To realistically reach herd immunity by February 2022 is idealistic, and we can expect to achieve it only by mid-2022 due to the average number of vaccinations recorded today. After Malaysia achieves herd immunity, we can expect the economy to recover, with market confidence surging up, causing consumption and investments to increase steadily.
Whilst it's too soon to analyse the impact of 3rd MCO accurately, it's worth noting that Malaysia registered a contraction of 0.5% in 1Q2021 despite going through FMCO, compared to a contraction of 3.4% in 4Q2020, showing promise of GDP performing better in 2021.
While we can remain positive with better performing GDP and increasing vaccinations issued, we need to brace ourselves for any lockdowns that may happen in the year as variants of the COVID-19 evolve and cases continue to rise.
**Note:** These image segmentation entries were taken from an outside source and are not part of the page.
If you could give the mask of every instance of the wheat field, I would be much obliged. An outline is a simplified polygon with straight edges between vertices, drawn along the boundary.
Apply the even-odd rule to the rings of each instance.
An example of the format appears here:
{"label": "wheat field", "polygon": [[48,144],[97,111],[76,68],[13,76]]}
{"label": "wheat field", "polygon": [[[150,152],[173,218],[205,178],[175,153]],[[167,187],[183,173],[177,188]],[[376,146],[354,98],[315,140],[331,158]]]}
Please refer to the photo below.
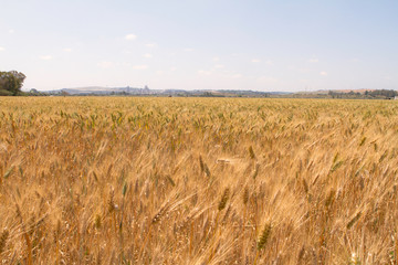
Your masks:
{"label": "wheat field", "polygon": [[397,264],[398,103],[0,98],[2,264]]}

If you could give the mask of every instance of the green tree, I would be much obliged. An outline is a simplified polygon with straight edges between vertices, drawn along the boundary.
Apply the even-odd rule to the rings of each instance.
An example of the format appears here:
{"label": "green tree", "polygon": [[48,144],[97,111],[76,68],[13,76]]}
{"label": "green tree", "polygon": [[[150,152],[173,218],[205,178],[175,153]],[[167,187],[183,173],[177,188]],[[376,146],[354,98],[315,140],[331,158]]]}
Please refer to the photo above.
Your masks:
{"label": "green tree", "polygon": [[17,96],[21,92],[25,78],[27,76],[18,71],[0,72],[0,91]]}

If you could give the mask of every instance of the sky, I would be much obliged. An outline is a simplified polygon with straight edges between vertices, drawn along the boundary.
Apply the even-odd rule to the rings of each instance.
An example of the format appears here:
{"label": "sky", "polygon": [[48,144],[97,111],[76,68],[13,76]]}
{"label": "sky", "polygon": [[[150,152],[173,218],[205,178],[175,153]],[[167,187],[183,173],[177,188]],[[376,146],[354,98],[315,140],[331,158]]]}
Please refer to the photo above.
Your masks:
{"label": "sky", "polygon": [[397,0],[0,0],[23,89],[398,89]]}

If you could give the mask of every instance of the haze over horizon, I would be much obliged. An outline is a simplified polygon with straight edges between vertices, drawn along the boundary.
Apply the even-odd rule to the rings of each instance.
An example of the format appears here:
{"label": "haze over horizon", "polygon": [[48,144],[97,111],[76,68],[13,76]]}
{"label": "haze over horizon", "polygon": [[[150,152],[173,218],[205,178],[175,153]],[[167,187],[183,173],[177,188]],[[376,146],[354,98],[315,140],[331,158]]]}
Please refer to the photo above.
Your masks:
{"label": "haze over horizon", "polygon": [[23,89],[398,88],[397,1],[2,1]]}

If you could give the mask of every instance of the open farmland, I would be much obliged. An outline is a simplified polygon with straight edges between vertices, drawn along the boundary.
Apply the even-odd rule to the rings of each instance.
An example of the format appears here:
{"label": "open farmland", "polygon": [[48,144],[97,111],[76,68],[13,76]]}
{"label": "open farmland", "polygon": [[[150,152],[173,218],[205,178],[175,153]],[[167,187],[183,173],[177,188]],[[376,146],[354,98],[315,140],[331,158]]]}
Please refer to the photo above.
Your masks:
{"label": "open farmland", "polygon": [[398,103],[0,98],[4,264],[397,264]]}

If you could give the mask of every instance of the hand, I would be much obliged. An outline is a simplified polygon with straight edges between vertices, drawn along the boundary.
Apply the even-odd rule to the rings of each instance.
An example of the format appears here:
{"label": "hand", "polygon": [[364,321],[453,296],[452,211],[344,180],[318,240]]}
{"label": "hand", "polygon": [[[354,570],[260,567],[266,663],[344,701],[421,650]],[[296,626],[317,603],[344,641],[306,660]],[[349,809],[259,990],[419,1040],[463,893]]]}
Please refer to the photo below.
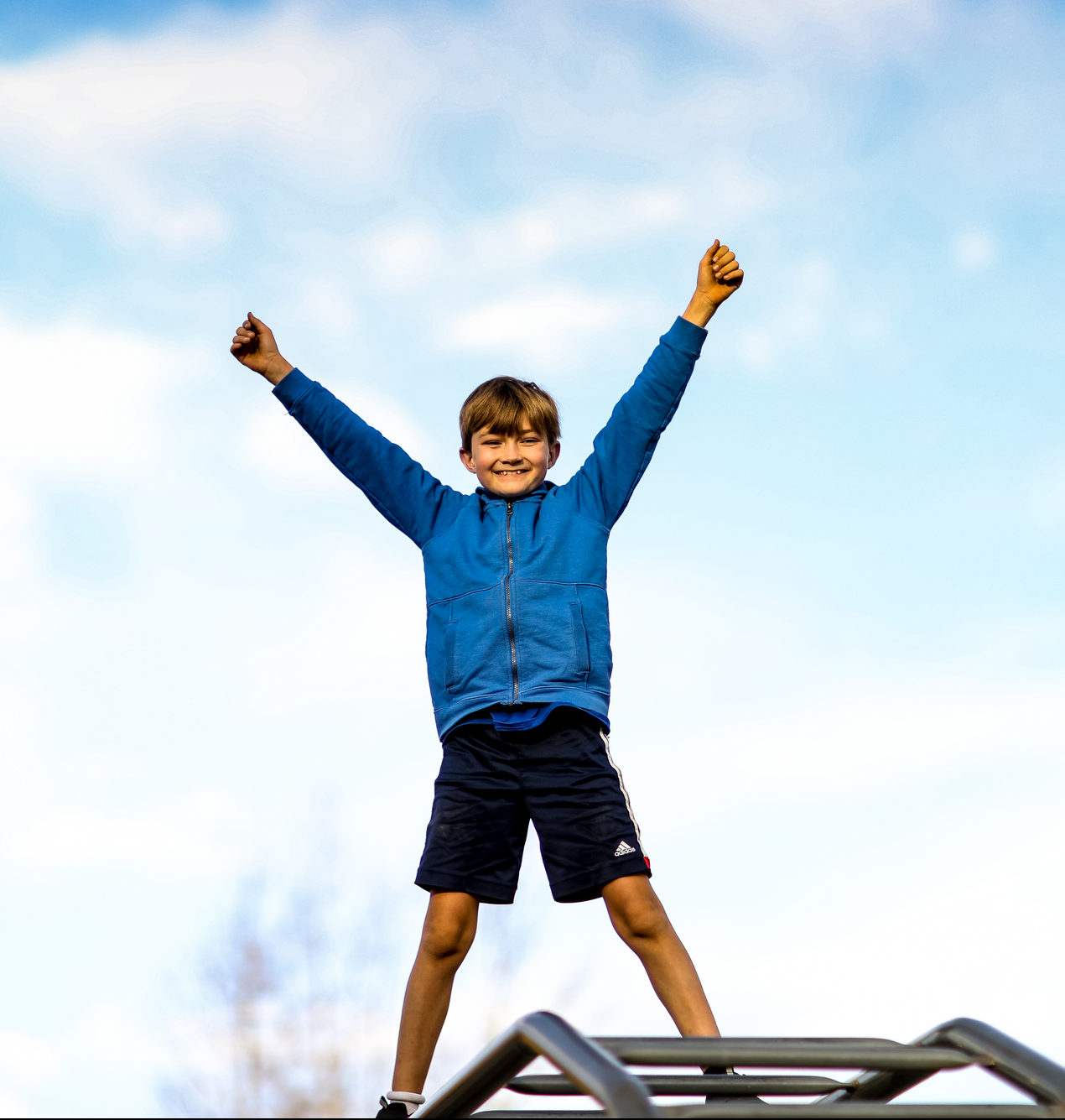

Any other economic impact would undoubtedly cause further downfalls to businesses that are presently struggling to survive. As it stands, 40% of SMEs are currently on the brink of shutting down.
With the future looking bleak, what can we do as a society, to improve the economy from deteriorating even further?
While it’s hard to take major actions during this EMCO period, we all have a role to play as a society to help those affected by the economy and to keep holding onto hope that recovery is right around the corner. The most important thing is always to remember to help those around you by supporting local businesses and, following the white flag movement, donating to those in need whenever and however possible.
While we look forward to a recovered future, let’s never forget the people that make up the economy.
Afrina Arfa is currently pursuing a Bachelor’s in Business (Hons) Finance and Economics at Taylor's University. She is currently an active member of Taylor’s Orientation Leaders and Taylor’s ETC Magazine Club.